先程までは確かにそこに存在していた岩や植物が俺達が近づくと跡形もなく消え去り、逆に何もなかったは
ずの場所に突然、音もなくそれらの物が現れて道を塞いだりもした。壁に飛び付けばたちまちそこが歩くべ
き地となり、今まで歩いていた足場が壁となった。ばらばらの向きで浮かぶ島々。逆向きに流れる滝。
もはや自分の居る場所が上なのか下なのかもわからない。いや、初めから上も下も無いのかもしれない。
時間の流れ、そして空間の在り方が俺達の世界の常識とは全く異なっている。まさに掟破りの世界。
 出口の目の前まで来ると、すぐに後に続くように言い残し、ゴースト達は一足先に飛び込んでいった。
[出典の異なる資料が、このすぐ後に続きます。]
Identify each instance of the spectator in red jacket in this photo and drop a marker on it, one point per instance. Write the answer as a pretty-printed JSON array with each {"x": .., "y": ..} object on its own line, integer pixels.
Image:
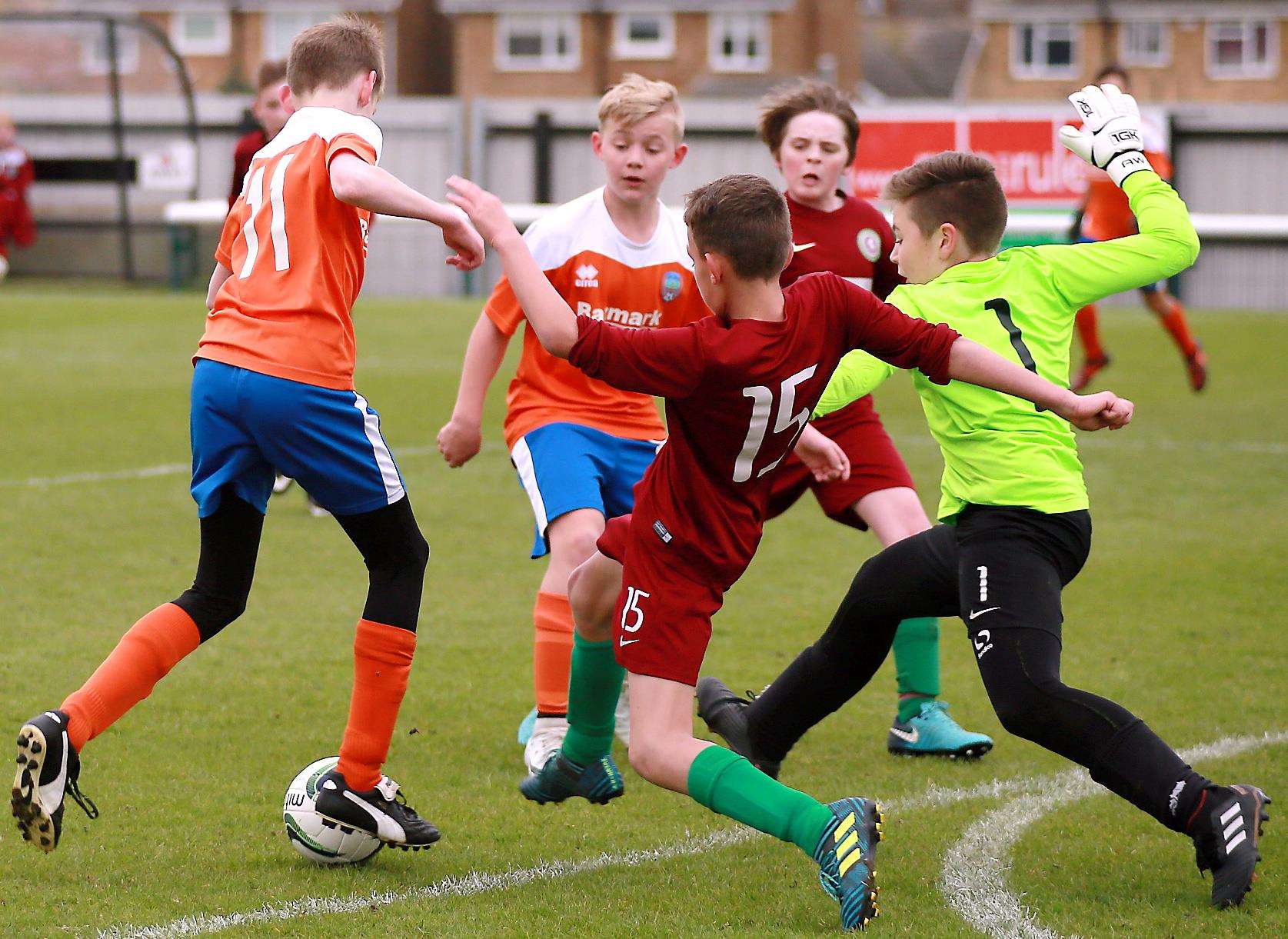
[
  {"x": 269, "y": 114},
  {"x": 15, "y": 177}
]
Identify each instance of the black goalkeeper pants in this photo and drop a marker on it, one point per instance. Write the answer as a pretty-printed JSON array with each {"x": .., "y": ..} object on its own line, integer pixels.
[{"x": 1001, "y": 570}]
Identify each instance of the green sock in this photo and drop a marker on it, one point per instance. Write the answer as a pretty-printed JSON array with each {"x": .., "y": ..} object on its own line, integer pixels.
[
  {"x": 916, "y": 662},
  {"x": 729, "y": 784},
  {"x": 593, "y": 688}
]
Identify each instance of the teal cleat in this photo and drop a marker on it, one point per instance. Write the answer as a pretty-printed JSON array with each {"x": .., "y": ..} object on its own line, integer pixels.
[
  {"x": 934, "y": 733},
  {"x": 562, "y": 778},
  {"x": 847, "y": 857}
]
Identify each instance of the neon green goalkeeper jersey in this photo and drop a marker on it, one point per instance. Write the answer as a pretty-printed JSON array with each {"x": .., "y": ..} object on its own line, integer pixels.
[{"x": 1000, "y": 450}]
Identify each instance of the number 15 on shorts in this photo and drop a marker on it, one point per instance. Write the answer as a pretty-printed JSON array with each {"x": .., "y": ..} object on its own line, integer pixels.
[{"x": 633, "y": 618}]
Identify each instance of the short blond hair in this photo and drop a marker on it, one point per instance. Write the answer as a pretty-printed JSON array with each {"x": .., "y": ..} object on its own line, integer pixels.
[
  {"x": 635, "y": 98},
  {"x": 334, "y": 53}
]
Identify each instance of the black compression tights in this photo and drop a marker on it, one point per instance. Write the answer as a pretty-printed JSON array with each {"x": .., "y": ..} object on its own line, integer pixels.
[{"x": 389, "y": 540}]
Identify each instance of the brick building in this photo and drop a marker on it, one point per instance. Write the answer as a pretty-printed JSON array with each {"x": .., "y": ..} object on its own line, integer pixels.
[
  {"x": 221, "y": 42},
  {"x": 1177, "y": 51},
  {"x": 564, "y": 48}
]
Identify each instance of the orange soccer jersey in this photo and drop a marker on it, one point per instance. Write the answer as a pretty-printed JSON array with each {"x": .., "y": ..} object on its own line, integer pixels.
[
  {"x": 297, "y": 255},
  {"x": 606, "y": 277}
]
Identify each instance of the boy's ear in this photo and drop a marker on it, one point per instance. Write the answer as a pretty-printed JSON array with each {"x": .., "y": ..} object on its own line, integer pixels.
[
  {"x": 717, "y": 265},
  {"x": 288, "y": 98},
  {"x": 368, "y": 92},
  {"x": 948, "y": 238}
]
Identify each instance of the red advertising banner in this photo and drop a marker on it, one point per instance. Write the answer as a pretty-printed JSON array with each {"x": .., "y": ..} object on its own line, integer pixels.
[{"x": 1034, "y": 169}]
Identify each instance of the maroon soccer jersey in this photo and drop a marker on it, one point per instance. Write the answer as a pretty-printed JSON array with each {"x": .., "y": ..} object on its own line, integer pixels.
[
  {"x": 854, "y": 241},
  {"x": 738, "y": 393}
]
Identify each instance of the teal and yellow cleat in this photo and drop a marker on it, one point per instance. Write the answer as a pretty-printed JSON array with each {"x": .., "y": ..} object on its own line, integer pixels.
[
  {"x": 847, "y": 857},
  {"x": 562, "y": 778},
  {"x": 934, "y": 733}
]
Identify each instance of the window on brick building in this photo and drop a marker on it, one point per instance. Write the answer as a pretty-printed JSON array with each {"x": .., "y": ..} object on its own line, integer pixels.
[
  {"x": 644, "y": 35},
  {"x": 1045, "y": 51},
  {"x": 537, "y": 44},
  {"x": 1242, "y": 49},
  {"x": 1144, "y": 43},
  {"x": 738, "y": 42},
  {"x": 201, "y": 32}
]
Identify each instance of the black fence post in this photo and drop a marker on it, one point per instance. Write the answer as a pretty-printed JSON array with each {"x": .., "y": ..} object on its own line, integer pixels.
[
  {"x": 122, "y": 191},
  {"x": 543, "y": 158}
]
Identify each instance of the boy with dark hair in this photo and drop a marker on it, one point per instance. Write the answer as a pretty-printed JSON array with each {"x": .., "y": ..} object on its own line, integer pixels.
[
  {"x": 272, "y": 387},
  {"x": 813, "y": 133},
  {"x": 269, "y": 114},
  {"x": 1014, "y": 500},
  {"x": 740, "y": 387},
  {"x": 1105, "y": 215}
]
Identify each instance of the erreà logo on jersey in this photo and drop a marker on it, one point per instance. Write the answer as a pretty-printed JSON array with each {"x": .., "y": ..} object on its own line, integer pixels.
[
  {"x": 671, "y": 285},
  {"x": 870, "y": 244},
  {"x": 622, "y": 317}
]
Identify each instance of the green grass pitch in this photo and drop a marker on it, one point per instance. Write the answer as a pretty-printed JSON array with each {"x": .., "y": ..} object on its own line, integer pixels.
[{"x": 1179, "y": 614}]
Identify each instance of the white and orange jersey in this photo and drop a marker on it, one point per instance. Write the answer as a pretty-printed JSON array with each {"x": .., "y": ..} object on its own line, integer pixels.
[
  {"x": 603, "y": 276},
  {"x": 297, "y": 255},
  {"x": 1107, "y": 214}
]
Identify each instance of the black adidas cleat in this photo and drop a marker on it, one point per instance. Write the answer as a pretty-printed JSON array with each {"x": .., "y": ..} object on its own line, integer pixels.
[
  {"x": 1225, "y": 840},
  {"x": 381, "y": 812},
  {"x": 598, "y": 782},
  {"x": 48, "y": 769},
  {"x": 725, "y": 714}
]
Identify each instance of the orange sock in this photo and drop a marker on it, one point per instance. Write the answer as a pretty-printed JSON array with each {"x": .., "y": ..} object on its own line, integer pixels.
[
  {"x": 150, "y": 649},
  {"x": 381, "y": 664},
  {"x": 1089, "y": 331},
  {"x": 1173, "y": 321},
  {"x": 551, "y": 652}
]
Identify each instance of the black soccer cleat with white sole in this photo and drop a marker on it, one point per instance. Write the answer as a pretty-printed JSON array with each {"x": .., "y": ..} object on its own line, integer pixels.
[
  {"x": 725, "y": 714},
  {"x": 381, "y": 812},
  {"x": 1226, "y": 834},
  {"x": 48, "y": 772}
]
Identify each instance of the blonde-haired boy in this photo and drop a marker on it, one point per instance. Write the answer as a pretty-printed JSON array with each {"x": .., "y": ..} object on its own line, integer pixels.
[
  {"x": 578, "y": 445},
  {"x": 272, "y": 387}
]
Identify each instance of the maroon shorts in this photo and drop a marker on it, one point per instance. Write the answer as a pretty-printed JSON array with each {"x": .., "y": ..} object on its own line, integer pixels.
[
  {"x": 662, "y": 622},
  {"x": 875, "y": 465}
]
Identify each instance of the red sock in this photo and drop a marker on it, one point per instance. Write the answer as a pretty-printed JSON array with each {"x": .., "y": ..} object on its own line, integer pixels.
[
  {"x": 551, "y": 652},
  {"x": 381, "y": 664},
  {"x": 1173, "y": 321},
  {"x": 150, "y": 649},
  {"x": 1089, "y": 331}
]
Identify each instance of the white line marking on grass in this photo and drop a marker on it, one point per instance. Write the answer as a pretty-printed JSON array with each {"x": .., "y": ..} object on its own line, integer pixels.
[
  {"x": 477, "y": 883},
  {"x": 465, "y": 885},
  {"x": 977, "y": 866}
]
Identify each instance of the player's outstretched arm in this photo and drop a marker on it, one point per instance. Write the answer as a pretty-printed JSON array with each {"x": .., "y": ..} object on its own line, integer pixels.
[
  {"x": 217, "y": 280},
  {"x": 971, "y": 362},
  {"x": 822, "y": 455},
  {"x": 858, "y": 374},
  {"x": 1110, "y": 139},
  {"x": 461, "y": 437},
  {"x": 366, "y": 186},
  {"x": 549, "y": 315}
]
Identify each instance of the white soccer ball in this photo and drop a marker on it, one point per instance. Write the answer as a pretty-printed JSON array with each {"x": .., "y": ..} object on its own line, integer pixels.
[{"x": 309, "y": 835}]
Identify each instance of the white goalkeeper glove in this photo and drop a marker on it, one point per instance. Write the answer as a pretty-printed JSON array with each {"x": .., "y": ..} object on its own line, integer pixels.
[{"x": 1110, "y": 137}]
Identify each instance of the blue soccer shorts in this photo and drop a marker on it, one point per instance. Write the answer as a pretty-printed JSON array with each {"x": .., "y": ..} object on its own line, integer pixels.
[
  {"x": 568, "y": 467},
  {"x": 248, "y": 425}
]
取り込まれかけたことを思い出して少し足が竦んだが、ためらっている暇は無い。
意を決し、渦の中心を目がけて地を踏み切った。再び生暖かい闇が全身を包み込む。
死の安らぎに支配されぬよう、意識をしっかりと持つように努めた――。

 気が付くと、俺達は深い霧の立ちこめる石造りの部屋に立っていた。
じめじめとして黴臭く、そこは古い墓の中を思わせた。
「よくぞ戻った。命輝く者には難儀な道であったろう」
 部屋の中央に聳える台座の上から、重々しい荘厳な声が響く。見上げると、人間の背丈の数倍はありそう
な影が、赤く輝く二つの目で俺達を見下ろしていた。
「話をするには少々この状態ではしづらかろうな」
 その言葉で一瞬で霧が晴れていき、巨大な影が正体を現す。それは先程までの影と比べると随分と小さい、
白銀の毛並みをした狐のようなポケモンだった。
 狐はゆっくりと立ち上がり、おごそかに台座から降りてくる。一段一段を踏みしめるたびに、九つある尾
が揺らめいて妖艶に輝いた。
 目の前に座ると、狐は俺に目を向ける。その赤い瞳に向き合っただけで自分のすべてが見透かされた気分
になり、体中の血が凍り付いたかのように動かなくなった。